Japan Post Holdings, the country’s largest bank and insurance company, revealed Thursday that it is seeking to raise 1.39 trillion yen ($11.5 billion) in a massive initial public offering (IPO) that has been over a decade in the works.

Japan Post, in addition to being the country’s postal system, is also the world’s biggest bank, with about 320 trillion yen ($2.8 trillion) in savings and life-insurance accounts.

The Tokyo Stock Exchange said that Japan Post Holdings and its units Japan Post Bank Co. and Japan Post Insurance Co. are scheduled to be listed on Nov. 4.

That would make the IPO Japan’s biggest-ever since telecoms company NTT Docomo Inc. went public in 1998, raising 2.1 trillion yen ($17.3 billion). It would also be the biggest share sale this year globally, dwarfing Chinese brokerage Huatai Securities’ $5 billion IPO in May.

Sources told the Financial Times that about 80 percent of the shares from the IPO would be listed on the domestic Japanese market, of which about 90 percent are expected to be pitched to retail investors. In total, the government plans to sell as much as two-thirds of Japan Post Holdings in phases, beginning with the November IPO. It also plans to sell about half of Japan Post Bank and Japan Post Insurance.

“Everyone in Japan knows the name of Japan Post so that familiarity might have reflected such an allocation of shares,” an unnamed government official told the Wall Street Journal.

The IPO has been planned by Tokyo ever since former prime minister Junichiro Koizumi first called for it almost a decade ago in 2005. The move is part of a wide-ranging set of modernization projects that aim to streamline the country’s economy.

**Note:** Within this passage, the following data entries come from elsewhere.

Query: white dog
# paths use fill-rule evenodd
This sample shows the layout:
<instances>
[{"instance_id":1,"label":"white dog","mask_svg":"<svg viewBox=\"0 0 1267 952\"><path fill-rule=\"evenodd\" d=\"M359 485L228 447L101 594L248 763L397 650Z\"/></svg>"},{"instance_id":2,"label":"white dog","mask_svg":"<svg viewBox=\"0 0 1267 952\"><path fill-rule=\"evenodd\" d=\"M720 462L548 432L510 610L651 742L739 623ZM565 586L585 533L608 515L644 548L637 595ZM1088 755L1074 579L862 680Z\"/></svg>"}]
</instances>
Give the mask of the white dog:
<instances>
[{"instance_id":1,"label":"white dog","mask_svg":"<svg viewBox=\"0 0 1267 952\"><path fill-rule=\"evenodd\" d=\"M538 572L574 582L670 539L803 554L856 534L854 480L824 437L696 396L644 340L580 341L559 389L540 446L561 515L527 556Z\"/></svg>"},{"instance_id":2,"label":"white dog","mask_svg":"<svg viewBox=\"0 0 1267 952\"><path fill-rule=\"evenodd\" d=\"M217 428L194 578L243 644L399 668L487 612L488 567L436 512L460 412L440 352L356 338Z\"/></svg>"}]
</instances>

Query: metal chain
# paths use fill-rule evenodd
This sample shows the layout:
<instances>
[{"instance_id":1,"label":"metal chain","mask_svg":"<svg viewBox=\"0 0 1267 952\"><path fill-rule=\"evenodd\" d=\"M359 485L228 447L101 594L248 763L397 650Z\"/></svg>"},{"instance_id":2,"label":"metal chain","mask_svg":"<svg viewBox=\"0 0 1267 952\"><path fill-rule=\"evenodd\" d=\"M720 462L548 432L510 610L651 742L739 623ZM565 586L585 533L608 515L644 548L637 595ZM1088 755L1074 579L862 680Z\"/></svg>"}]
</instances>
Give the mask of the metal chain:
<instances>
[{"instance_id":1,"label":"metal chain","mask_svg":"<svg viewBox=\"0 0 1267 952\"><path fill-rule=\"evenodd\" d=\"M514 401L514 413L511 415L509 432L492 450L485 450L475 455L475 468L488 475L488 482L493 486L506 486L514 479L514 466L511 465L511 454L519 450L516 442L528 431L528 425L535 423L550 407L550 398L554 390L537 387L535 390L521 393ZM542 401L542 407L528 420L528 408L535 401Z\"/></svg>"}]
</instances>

The country has privatized several other state-owned monopolies in recent decades, including its state-owned railway, telephone company and cigarette manufacturer.

The Japan Post was formally privatized and renamed the Japan Post Group in 2007, but the process has been stalled since 2010, and the Japanese Ministry of Finance is still the sole shareholder.

The decision to push the IPO ahead in November is a signal of the government’s desperation to privatize the company, sources close to the deal told the FT. The administration of Prime Minister Shinzo Abe has suffered from sagging approval ratings amid concerns over his economic policies, which critics say has failed the country’s poorest residents.